The negative lookup should match right here:

    "This is an url: http://python.org.  Isn't that neat?"
                                       ^

In your url above, the negative lookahead should actually hit the question
mark first before it sees '='.  That regex was a sloppy example; I should
have been more careful with it, but I was in a hurry when I wrote that
intro...  *grin*



If you're in the Berkeley area, by the way, you might want to see if
Ka-Ping Yee is planning another CS 198 class in the future:

    http://zesty.ca/bc/info.html





Anyway, we can experiment with this more easily by introducing a group
into the regular expression:

###
myre = re.compile(r'''
                    (                  ## group 1

                      http://            ## protocol
                      [\w\.-/]+          ## followed by a bunch of "word"
                                         ## characters

                      \.?                ## followed by an optional
                                         ## period.

                    )                  ## end group


                      (?!                ## Topped with a negative
                                         ## lookahead for
                            [\w.-/]      ## "word" character.

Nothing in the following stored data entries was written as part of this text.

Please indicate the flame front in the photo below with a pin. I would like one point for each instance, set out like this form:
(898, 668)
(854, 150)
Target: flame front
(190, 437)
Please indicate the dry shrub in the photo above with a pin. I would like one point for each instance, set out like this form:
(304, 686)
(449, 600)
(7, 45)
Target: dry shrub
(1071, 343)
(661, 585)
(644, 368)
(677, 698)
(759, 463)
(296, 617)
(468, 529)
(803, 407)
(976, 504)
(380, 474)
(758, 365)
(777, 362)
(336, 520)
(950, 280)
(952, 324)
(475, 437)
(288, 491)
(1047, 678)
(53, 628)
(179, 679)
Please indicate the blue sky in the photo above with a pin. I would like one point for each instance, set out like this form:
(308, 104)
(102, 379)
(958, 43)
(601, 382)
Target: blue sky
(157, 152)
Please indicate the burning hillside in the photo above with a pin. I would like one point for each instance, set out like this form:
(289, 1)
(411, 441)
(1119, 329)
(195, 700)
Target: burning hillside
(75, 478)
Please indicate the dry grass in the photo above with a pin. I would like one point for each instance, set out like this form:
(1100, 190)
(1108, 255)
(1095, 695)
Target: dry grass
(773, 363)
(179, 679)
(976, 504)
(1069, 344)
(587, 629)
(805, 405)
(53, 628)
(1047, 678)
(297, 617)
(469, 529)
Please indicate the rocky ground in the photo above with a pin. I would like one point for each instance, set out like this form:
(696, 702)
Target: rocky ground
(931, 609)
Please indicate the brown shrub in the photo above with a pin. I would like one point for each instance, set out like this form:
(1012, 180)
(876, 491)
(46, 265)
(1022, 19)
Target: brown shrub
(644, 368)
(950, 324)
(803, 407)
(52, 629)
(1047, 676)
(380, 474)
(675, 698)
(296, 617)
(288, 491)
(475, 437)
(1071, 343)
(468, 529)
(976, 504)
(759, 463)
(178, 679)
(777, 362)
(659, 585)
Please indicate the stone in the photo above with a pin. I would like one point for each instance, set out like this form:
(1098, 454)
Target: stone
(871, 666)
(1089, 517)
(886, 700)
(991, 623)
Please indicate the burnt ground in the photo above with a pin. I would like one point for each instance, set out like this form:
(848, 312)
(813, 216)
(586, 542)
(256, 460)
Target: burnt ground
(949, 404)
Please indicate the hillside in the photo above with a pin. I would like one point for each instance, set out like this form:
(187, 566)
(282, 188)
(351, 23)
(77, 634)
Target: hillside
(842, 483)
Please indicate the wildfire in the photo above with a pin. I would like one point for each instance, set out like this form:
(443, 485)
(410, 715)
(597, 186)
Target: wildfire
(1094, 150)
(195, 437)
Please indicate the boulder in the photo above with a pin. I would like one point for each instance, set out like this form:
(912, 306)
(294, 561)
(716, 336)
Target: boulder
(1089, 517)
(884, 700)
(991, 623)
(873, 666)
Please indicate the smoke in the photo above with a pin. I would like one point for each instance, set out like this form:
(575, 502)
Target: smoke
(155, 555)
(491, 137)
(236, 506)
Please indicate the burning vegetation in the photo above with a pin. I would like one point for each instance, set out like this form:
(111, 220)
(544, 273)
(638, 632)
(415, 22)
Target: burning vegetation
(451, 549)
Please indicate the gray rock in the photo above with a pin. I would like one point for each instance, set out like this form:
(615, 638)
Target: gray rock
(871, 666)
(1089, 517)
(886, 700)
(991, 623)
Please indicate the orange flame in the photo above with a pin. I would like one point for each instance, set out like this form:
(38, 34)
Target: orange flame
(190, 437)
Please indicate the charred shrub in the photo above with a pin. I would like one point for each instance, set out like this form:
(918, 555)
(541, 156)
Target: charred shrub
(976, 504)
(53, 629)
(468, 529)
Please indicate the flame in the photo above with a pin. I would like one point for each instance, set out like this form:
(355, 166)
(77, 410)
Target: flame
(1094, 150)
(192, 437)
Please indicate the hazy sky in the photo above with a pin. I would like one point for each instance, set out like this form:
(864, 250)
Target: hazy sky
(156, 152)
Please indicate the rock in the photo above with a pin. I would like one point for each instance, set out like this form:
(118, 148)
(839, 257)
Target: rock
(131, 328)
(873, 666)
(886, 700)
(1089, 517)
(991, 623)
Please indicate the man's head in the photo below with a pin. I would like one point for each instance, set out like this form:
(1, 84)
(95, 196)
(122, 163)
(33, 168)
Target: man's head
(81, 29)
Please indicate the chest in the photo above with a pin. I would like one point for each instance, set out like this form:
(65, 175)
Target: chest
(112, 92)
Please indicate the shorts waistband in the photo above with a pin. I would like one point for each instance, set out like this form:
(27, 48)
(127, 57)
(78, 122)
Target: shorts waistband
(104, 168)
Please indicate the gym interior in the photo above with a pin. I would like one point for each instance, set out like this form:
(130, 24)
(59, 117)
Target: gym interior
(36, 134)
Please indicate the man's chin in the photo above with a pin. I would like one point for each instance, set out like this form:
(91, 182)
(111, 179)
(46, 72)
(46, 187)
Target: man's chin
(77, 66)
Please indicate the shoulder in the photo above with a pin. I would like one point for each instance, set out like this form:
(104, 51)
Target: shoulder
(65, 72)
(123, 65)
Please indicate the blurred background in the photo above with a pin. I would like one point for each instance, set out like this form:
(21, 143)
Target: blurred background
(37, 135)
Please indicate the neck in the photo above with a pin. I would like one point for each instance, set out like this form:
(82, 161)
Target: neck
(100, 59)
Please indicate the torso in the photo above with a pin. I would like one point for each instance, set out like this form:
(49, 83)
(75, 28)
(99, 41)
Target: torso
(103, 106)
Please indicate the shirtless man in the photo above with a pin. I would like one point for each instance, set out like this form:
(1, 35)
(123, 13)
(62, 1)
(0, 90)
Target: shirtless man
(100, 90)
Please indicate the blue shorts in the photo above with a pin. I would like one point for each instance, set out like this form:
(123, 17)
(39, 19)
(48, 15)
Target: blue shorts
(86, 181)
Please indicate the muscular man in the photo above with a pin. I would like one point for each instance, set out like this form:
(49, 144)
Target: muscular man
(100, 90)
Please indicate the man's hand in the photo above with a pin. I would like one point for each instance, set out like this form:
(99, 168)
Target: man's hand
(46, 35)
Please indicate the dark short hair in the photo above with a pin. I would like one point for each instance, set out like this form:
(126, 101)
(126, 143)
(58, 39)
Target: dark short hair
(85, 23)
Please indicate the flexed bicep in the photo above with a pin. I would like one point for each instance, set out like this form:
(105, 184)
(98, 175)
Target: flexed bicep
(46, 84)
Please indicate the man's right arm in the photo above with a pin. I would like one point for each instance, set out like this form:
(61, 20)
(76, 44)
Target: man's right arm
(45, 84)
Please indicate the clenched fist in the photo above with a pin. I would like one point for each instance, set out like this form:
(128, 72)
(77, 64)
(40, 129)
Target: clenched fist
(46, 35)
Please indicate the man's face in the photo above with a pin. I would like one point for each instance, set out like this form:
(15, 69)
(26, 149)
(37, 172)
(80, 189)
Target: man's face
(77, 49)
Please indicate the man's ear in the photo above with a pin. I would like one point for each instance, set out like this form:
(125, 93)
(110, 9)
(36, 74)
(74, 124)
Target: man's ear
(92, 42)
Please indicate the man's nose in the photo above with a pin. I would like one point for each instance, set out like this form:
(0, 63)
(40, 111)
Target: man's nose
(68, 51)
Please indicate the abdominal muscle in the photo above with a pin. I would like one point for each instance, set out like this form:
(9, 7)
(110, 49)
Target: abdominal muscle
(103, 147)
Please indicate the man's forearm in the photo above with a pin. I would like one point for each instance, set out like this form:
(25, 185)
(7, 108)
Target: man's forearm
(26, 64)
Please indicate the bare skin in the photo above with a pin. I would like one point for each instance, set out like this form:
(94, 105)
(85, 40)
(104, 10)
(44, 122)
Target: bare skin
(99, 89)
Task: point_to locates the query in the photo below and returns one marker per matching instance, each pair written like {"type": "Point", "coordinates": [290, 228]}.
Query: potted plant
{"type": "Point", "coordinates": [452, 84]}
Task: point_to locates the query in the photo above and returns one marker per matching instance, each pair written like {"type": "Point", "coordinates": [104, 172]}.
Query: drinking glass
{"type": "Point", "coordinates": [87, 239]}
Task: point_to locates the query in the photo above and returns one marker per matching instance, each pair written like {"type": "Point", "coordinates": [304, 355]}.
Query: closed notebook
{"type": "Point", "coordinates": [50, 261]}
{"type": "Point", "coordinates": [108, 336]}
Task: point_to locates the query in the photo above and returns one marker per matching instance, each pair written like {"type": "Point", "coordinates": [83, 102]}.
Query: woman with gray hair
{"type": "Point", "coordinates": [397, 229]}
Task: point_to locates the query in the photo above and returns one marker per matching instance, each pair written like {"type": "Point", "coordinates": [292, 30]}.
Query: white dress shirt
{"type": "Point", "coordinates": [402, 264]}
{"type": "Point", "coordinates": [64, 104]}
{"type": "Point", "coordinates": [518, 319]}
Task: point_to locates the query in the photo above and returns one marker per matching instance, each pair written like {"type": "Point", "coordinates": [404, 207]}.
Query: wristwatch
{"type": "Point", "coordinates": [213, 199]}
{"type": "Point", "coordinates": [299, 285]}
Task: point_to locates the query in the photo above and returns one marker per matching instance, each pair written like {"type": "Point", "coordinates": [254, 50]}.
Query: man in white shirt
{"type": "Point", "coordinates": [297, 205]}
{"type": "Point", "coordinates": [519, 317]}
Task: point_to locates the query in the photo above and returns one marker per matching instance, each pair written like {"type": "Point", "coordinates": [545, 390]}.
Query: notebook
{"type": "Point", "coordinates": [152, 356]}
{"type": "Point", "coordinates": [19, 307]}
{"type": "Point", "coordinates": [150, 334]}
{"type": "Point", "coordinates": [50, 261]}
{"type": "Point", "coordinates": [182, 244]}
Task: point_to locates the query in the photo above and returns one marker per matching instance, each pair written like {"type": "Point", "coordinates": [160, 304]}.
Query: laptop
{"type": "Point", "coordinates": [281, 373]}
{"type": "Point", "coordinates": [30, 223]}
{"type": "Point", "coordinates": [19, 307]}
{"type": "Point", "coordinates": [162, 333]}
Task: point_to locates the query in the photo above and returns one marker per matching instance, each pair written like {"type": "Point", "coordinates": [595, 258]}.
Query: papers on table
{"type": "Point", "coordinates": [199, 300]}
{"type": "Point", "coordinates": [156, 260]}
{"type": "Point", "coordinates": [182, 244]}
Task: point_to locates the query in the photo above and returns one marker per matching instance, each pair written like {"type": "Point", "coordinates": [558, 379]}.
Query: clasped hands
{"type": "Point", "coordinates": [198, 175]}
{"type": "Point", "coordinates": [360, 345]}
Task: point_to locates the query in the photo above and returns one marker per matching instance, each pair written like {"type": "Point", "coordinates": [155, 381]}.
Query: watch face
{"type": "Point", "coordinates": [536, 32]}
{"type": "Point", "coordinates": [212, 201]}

                      )''', re.VERBOSE)
###



Let's check it now:

###
>>> match =
myre.search('http://www.sfgate.com/cgi-bin/article.cgi?f=/gate/archive/2003/06/29/gavin29.DTL')
>>> match.group(1)
'http://www.sfgate.com/cgi'
###



Oiii!  The regular expression is broken.  What has happened is that I've
incorrectly defined the hyphen in the character group.  That is, instead
of


    [\w\.-/]+


I should have done:

    [\w./-]+


instead, to keep the regex engine from treating the hyphen as a span of
characters (like "[a-z]", or "[0-9]").  You can then introduce the other
characters into the "word" character class, and then it should correctly
match the sfgate url.



I hope this helps!